Neben dem ganzen Stress auf der Arbeit ist dann ja noch meine Masterthesis. Wie ich das Wort schon hasse, ich mag es nicht mehr hören und nicht mehr aussprechen. Seit 2 Jahren schiebe ich diese Arbeit hin und her und hab es ständig im Kopf und der Druck wird immer größer und größer. Ich habe in den 3 Wochen Urlaub im Sommer viel geschafft aber seither liegt wieder alles ohne jegliche weitere Veränderung still. Ich bin heute alleine daheim, mein Mann ist mit unserer Tochter wandern, und jetzt sitz ich hier und denke mir wie gern ich heute mal einfach gar nichts machen würde. Einfach mal faulenzen, lesen, schreiben, fernsehen und was mir sonst noch Spaß macht. Ein wenig Energie tanken für die neue Woche. Es wäre so unglaublich nötig, aber ich weiß, dass ich es nie und nimmer genießen werde, wenn ich das heute so mache, weil ich die ganze Zeit den Gedanken im Kopf habe, dass ich wieder mal Zeit verschwende und nicht an meiner Masterthesis weiterarbeite. Mit diesem Druck werde ich es nie mehr schaffen mich einfach mal nur zu erholen. Ich sage immer, dass es sich anfühlt als würde die Masterarbeit tonnenschwer auf meinen Schultern sitzen und Druck ausüben. Im Moment fühlt es sich tatsächlich so an, die Schmerzen in den Schultern ist kaum auszuhalten.

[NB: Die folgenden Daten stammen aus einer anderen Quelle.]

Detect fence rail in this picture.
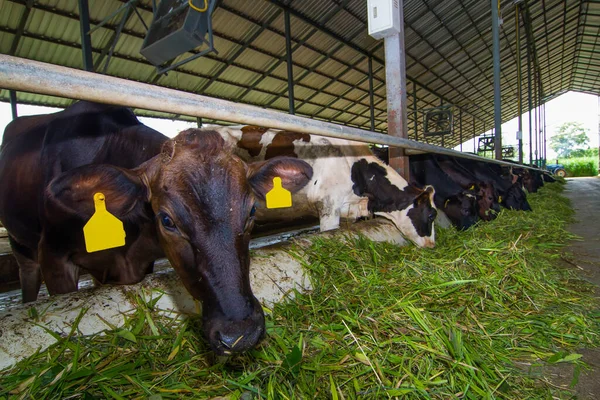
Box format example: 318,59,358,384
0,54,532,168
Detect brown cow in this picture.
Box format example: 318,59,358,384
0,102,312,354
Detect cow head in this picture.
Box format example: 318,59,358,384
47,129,312,354
441,191,479,230
351,158,437,247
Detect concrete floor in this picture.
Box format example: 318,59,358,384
544,177,600,400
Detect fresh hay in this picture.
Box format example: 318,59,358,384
0,183,600,400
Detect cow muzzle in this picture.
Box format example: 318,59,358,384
203,297,265,356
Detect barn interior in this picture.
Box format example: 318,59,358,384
0,0,600,394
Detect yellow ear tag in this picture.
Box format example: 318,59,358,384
266,176,292,208
83,193,125,253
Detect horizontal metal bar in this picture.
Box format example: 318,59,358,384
0,54,540,168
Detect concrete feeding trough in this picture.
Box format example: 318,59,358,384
0,218,406,369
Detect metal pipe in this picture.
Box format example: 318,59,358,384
8,90,19,119
413,81,418,141
384,0,409,180
542,103,548,168
368,56,375,131
0,54,544,170
283,9,296,114
515,4,523,164
458,110,462,152
491,0,502,160
473,117,477,154
79,0,94,71
524,21,533,165
533,69,540,166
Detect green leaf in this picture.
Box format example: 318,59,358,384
117,329,137,343
283,346,302,375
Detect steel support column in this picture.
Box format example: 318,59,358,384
368,56,375,131
79,0,94,71
515,4,523,164
527,27,533,165
533,70,540,166
473,117,477,154
8,90,19,119
384,0,409,181
491,0,502,160
458,110,462,151
283,9,296,114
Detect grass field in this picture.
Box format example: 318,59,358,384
0,183,600,400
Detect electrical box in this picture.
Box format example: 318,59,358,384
367,0,403,39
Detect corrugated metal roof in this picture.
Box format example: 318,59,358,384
0,0,600,146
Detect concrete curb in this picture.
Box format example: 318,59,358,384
0,219,406,369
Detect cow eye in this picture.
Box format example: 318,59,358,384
158,213,175,231
427,210,437,222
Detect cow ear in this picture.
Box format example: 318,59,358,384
44,164,148,221
248,157,313,200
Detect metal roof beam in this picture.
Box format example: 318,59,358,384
90,3,135,73
270,0,482,123
193,11,281,93
3,0,390,122
8,0,33,56
0,27,384,126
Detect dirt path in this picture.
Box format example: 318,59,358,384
544,177,600,400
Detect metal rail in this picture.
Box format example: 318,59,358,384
0,54,537,169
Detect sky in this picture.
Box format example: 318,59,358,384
455,92,600,163
0,92,600,162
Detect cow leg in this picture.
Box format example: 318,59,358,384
38,239,79,295
8,236,42,303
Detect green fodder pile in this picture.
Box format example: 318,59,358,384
0,183,600,400
561,157,598,177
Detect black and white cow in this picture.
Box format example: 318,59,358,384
217,126,437,247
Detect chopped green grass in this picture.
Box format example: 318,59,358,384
0,183,600,400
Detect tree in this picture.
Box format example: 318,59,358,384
550,122,590,158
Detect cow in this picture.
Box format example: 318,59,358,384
433,154,500,221
409,154,479,230
457,158,531,211
511,167,544,193
0,102,312,355
218,126,437,247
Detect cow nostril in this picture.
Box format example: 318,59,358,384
217,332,244,350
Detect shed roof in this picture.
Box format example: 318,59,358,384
0,0,600,147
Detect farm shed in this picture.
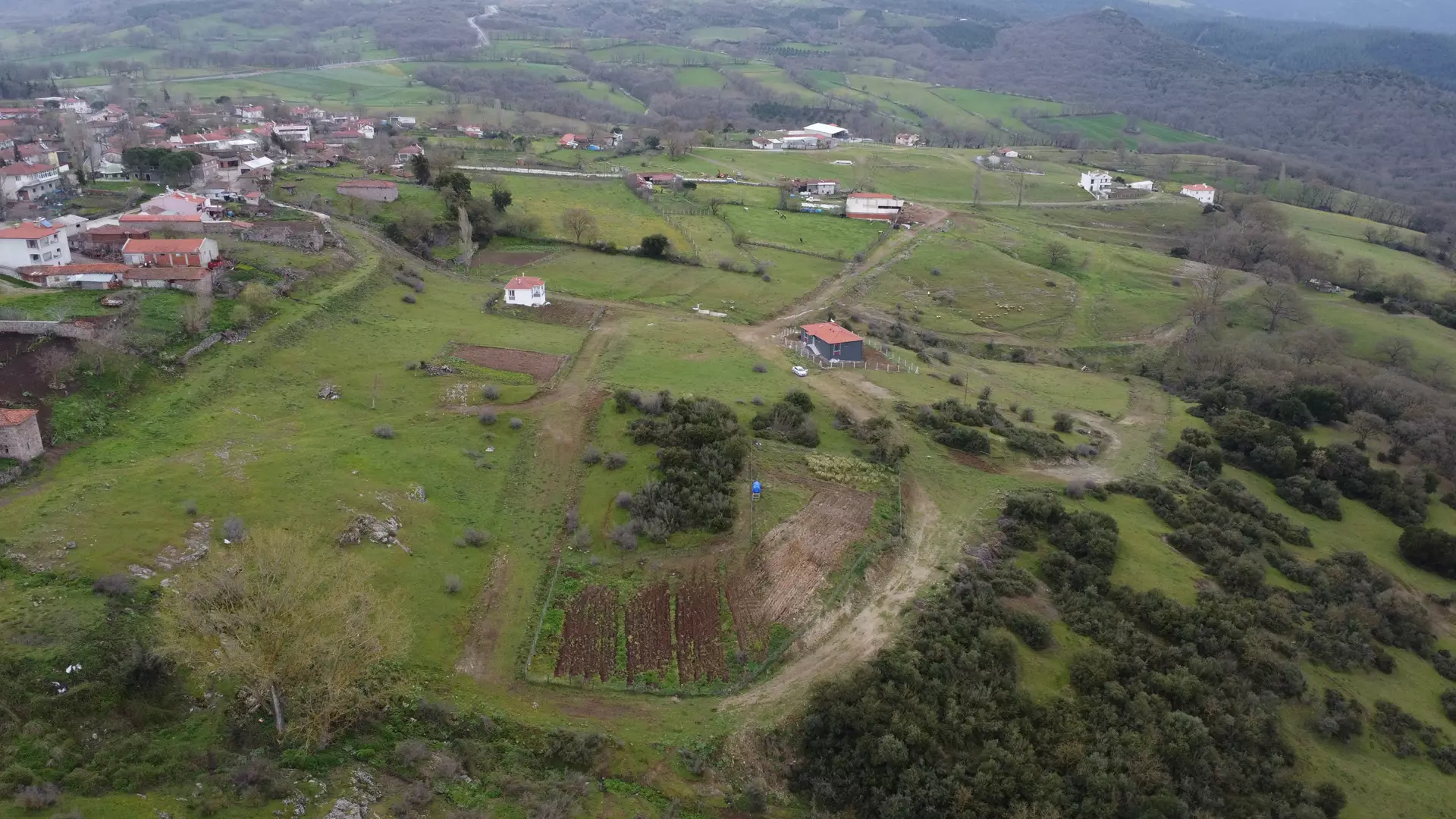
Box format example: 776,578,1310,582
799,322,864,362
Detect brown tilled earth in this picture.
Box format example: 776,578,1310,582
451,344,570,381
728,487,875,648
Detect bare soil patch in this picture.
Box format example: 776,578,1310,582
728,487,875,650
451,344,570,381
674,574,728,683
556,586,617,682
625,582,673,683
470,251,551,267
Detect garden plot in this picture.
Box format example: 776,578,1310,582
728,487,875,650
451,344,571,381
556,586,617,682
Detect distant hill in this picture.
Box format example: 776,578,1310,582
946,10,1456,217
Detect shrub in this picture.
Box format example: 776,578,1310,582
611,523,636,552
14,783,61,810
92,574,136,598
1006,612,1051,651
223,514,247,544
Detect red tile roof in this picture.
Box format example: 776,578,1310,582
0,162,57,177
0,221,61,239
121,239,207,253
122,267,207,281
0,406,36,427
804,322,864,344
117,213,202,221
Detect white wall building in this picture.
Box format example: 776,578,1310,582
505,275,548,307
274,122,313,143
1182,185,1219,204
0,221,71,268
845,194,905,221
1078,171,1112,199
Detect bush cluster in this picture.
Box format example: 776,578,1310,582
748,389,818,447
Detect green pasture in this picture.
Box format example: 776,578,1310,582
720,199,885,259
532,248,842,322
556,80,646,114
1037,114,1219,147
674,65,726,89
930,86,1063,131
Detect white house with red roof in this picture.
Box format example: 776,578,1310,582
0,162,61,202
845,193,905,221
0,408,46,463
799,322,864,362
505,275,551,307
1182,185,1219,204
0,221,71,268
141,188,223,221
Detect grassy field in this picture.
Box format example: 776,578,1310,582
674,65,726,89
532,248,842,322
1038,114,1219,147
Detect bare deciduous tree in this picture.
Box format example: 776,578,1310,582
560,207,597,245
1374,335,1415,370
1254,284,1304,332
162,531,403,748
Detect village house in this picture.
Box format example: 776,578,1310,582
505,275,549,307
121,236,217,267
35,96,90,114
1078,171,1112,199
141,188,223,221
845,194,905,221
16,262,127,290
272,122,313,143
1182,185,1219,204
0,162,61,202
122,265,212,296
334,179,399,202
0,408,46,463
804,122,849,140
799,322,864,362
793,179,839,196
0,220,71,268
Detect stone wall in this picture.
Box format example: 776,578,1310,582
0,321,96,334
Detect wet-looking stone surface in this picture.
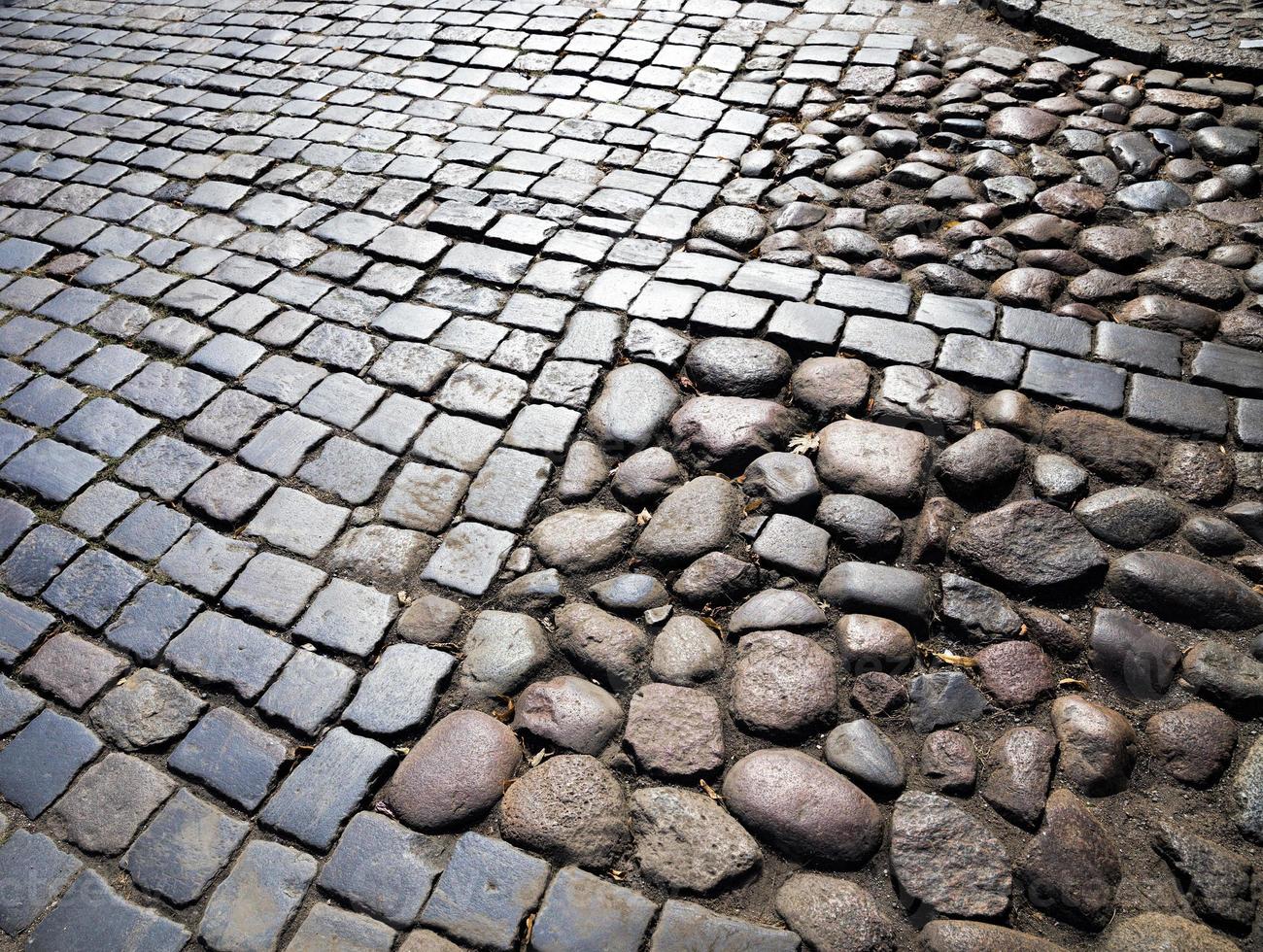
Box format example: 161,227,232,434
0,0,1263,952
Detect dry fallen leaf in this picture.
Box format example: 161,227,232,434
698,780,724,800
790,433,820,454
930,652,977,668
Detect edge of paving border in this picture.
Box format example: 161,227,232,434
973,0,1263,82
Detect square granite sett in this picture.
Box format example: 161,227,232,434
26,870,189,952
0,830,84,935
257,650,357,734
51,754,176,856
167,707,290,810
1018,351,1127,413
105,582,202,662
21,631,127,711
1127,374,1228,437
421,833,550,952
119,788,250,906
164,611,294,700
317,813,452,928
197,839,316,952
266,728,394,850
0,711,101,820
0,523,85,598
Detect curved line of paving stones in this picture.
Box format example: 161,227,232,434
0,0,1263,952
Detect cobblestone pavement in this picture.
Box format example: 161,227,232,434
0,0,1263,952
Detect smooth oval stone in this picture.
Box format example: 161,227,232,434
825,721,908,796
1106,552,1263,631
386,711,522,830
1017,791,1123,931
685,337,793,396
588,363,679,454
513,674,623,754
724,747,881,867
1052,695,1137,797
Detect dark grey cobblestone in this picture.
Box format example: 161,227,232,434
0,0,1263,952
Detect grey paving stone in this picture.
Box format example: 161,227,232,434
158,524,257,595
286,904,395,952
319,813,451,928
185,462,277,526
405,413,502,472
237,412,333,477
257,650,357,734
0,439,105,502
222,552,328,628
197,839,316,952
105,582,202,662
0,830,84,935
21,631,127,711
119,788,250,905
464,448,552,529
0,674,45,737
114,435,215,501
118,361,223,420
826,315,939,367
105,501,193,561
0,523,85,598
421,833,548,949
1127,374,1228,437
649,899,801,952
247,486,350,558
530,867,657,952
164,611,294,700
298,437,395,505
45,549,146,629
51,754,176,856
422,523,514,595
342,644,456,734
0,595,53,664
91,668,206,750
26,870,189,952
1018,351,1127,413
259,728,394,850
0,711,101,820
167,707,290,810
294,578,398,658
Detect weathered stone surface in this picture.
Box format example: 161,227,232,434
723,749,881,867
1052,695,1137,797
553,602,649,691
775,872,897,952
386,711,522,830
730,631,837,734
816,420,932,507
1144,700,1237,787
1017,791,1123,931
529,509,635,572
891,793,1013,918
500,754,628,868
635,476,744,564
632,787,763,893
1106,552,1263,631
951,500,1106,590
513,674,623,754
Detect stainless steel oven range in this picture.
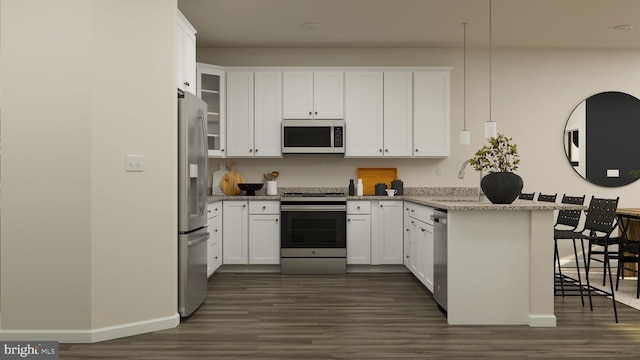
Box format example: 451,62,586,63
280,193,347,274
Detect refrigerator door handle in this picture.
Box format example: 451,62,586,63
198,108,209,216
187,233,211,246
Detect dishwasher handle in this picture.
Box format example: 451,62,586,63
431,215,447,225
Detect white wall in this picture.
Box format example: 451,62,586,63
197,49,640,207
0,0,179,342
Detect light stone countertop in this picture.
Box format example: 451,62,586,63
207,188,586,211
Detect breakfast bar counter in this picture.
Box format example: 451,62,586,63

An meiner Arbeitsstelle weiß keiner wie überarbeitet ich bin. Ich jammere nicht anderen gegenüber (ich jammere nur hier!). Wenn mich jemand fragt, ob ich ihm schnell helfen kann, dann mach ich das. Wenn mich jemand fragt wie es mir geht, dann gehts mir gut. Wenn mich jemand fragt, ob alles in Ordnung ist, dann sag ich ja. Ich möchte meine Arbeit gut machen. Ich hasse es, wenn ich Dinge nicht zeitgerecht erledigen kann. Ich hasse es, wenn ich gefragt werde, hast du dies oder jenes schon erledigt. Ganz besonders hasse ich es Dinge zu vergessen. All diese Dinge passieren aber nun immer öfter und das stresst mich nur noch mehr.

So jetzt habe ich mal wieder gejammert hier. Alle die bis hierhin gelesen habe, sage ich danke dafür, dass ihr mich aushaltet.